Climate activist Greta Thunberg joined an estimated 6,000 protesters in Germany who marched through rain and mud to voice their opposition against the expansion of a coal mine on Saturday.
The demonstrators walked to the village of Luetzerath, about 90 minutes outside Dusseldorf.
The village is slated to be destroyed to make way for the coal mine — a move activists say symbolizes Berlin’s failing climate policy.
“This is a betrayal of present and future generations… Germany is one of the biggest polluters in the world and needs to be held accountable,” Thunberg said on a podium, after she was seen marching with a cardboard sign boasting the German phrase “Luetzi stays,” which is a shorthand name for the village.
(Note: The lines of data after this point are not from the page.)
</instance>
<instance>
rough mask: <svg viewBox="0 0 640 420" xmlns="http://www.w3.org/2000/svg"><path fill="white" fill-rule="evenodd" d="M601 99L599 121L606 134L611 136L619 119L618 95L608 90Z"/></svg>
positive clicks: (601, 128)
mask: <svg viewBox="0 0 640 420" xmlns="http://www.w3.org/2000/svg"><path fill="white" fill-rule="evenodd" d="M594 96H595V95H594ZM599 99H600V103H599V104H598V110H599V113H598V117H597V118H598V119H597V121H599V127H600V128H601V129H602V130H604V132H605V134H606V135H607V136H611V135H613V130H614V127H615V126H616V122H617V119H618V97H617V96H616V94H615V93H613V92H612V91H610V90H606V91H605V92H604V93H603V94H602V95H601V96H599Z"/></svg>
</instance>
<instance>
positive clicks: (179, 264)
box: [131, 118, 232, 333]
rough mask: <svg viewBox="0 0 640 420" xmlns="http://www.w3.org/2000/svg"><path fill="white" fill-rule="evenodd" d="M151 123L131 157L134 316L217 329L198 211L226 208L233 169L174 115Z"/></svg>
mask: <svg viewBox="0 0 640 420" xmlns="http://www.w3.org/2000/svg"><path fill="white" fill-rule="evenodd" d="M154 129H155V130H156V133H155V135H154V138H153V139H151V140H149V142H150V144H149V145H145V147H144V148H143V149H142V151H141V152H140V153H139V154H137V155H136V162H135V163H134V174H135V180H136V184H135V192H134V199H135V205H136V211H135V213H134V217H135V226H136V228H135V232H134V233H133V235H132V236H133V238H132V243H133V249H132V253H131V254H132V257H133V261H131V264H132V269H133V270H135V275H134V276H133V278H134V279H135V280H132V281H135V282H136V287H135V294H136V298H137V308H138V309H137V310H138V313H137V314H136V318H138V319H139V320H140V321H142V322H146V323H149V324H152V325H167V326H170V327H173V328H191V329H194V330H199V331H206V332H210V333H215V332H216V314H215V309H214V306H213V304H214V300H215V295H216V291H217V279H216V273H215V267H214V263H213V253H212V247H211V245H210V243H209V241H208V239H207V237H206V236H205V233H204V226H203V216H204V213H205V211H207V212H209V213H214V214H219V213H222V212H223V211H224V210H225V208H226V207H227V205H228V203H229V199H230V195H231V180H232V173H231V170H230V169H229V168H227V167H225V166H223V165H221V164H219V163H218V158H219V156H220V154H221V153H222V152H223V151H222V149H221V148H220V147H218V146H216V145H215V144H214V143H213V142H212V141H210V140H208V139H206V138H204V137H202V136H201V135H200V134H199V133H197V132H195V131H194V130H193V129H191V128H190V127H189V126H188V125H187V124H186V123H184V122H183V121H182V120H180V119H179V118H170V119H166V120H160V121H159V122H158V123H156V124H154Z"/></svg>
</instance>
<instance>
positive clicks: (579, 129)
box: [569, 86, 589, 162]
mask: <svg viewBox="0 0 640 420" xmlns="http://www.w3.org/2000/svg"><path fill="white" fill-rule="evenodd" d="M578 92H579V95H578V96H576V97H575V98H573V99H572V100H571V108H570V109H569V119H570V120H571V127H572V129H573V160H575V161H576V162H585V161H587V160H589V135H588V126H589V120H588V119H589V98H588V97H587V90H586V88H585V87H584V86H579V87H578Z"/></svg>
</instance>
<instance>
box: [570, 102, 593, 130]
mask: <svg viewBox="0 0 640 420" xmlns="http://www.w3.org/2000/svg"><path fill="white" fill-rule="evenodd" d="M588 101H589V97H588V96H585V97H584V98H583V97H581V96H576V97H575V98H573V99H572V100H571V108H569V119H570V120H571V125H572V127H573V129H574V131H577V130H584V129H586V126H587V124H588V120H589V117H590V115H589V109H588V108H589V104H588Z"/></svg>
“Germany is embarrassing itself right now,” Thunberg said before the protest began.
Local media has reported clashes between the police and demonstrators, who have occupied the village in the western state of North Rhine-Westphalia for two years in an attempt to stop the expansion by energy firm RWE.
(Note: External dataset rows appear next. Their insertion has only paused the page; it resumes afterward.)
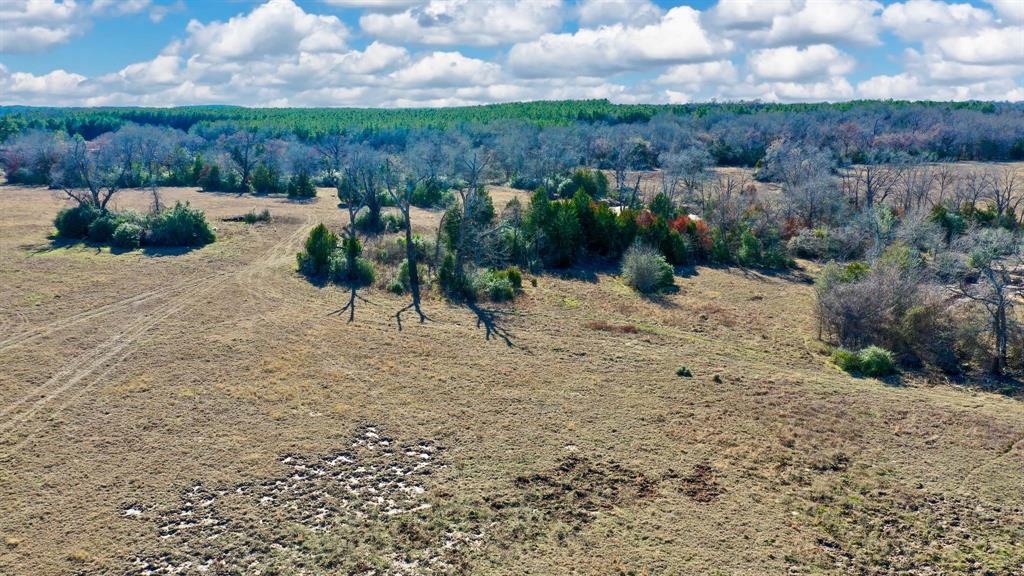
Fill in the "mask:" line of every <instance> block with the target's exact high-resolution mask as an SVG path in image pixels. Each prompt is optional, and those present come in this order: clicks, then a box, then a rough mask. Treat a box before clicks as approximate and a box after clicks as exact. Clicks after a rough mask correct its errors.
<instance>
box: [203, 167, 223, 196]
mask: <svg viewBox="0 0 1024 576" xmlns="http://www.w3.org/2000/svg"><path fill="white" fill-rule="evenodd" d="M198 181H199V186H200V187H202V189H203V190H204V191H205V192H221V191H224V190H227V189H226V188H225V186H224V181H223V180H222V179H221V177H220V167H219V166H217V165H216V164H213V165H212V166H208V167H207V168H206V169H205V170H203V173H201V175H200V177H199V180H198Z"/></svg>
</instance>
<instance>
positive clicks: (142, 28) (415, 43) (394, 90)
mask: <svg viewBox="0 0 1024 576" xmlns="http://www.w3.org/2000/svg"><path fill="white" fill-rule="evenodd" d="M1022 86H1024V0H991V1H981V0H971V1H967V2H944V1H941V0H905V1H901V2H892V1H890V2H877V1H874V0H700V1H693V2H669V1H665V0H264V1H262V2H260V1H251V0H0V104H22V105H37V106H43V105H55V106H101V105H138V106H179V105H190V104H237V105H246V106H373V107H395V106H455V105H473V104H485V102H492V101H507V100H523V99H552V98H577V97H607V98H609V99H611V100H613V101H623V102H635V101H643V102H669V101H671V102H684V101H700V100H708V99H713V98H714V99H719V100H733V99H762V100H768V101H819V100H833V101H835V100H844V99H851V98H859V97H893V98H913V99H969V98H971V99H975V98H976V99H997V100H1020V99H1024V87H1022Z"/></svg>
Following a decision that allowed RWE to move forward, more than 1,000 police officers with riot gear evicted hundreds of protesters in the village earlier this week, The Guardian reported.
German Economy Minister Robert Habeck told Spiegel Lutzerath was the “wrong symbol” to take a stand on.
“It is the last place where brown coal will be mined — not a symbol for more of the same, but for the final frontier,” Habeck said Friday.
However, activists, including Thunberg, said that Germany should focus on renewable energy, not mining any more coal.
“The science is clear: we need to keep the carbon in the ground,” Thunberg said.
The 19-year-old climate activist has recently made headlines for feuding with incendiary influencer Andrew Tate before and after his arrest in Romania on kidnapping and rape charges.
The online spat began after Tate tagged Thunberg in a post showcasing his 33 cars, asking for her email address so he could brag about the levels of pollution his cars produce.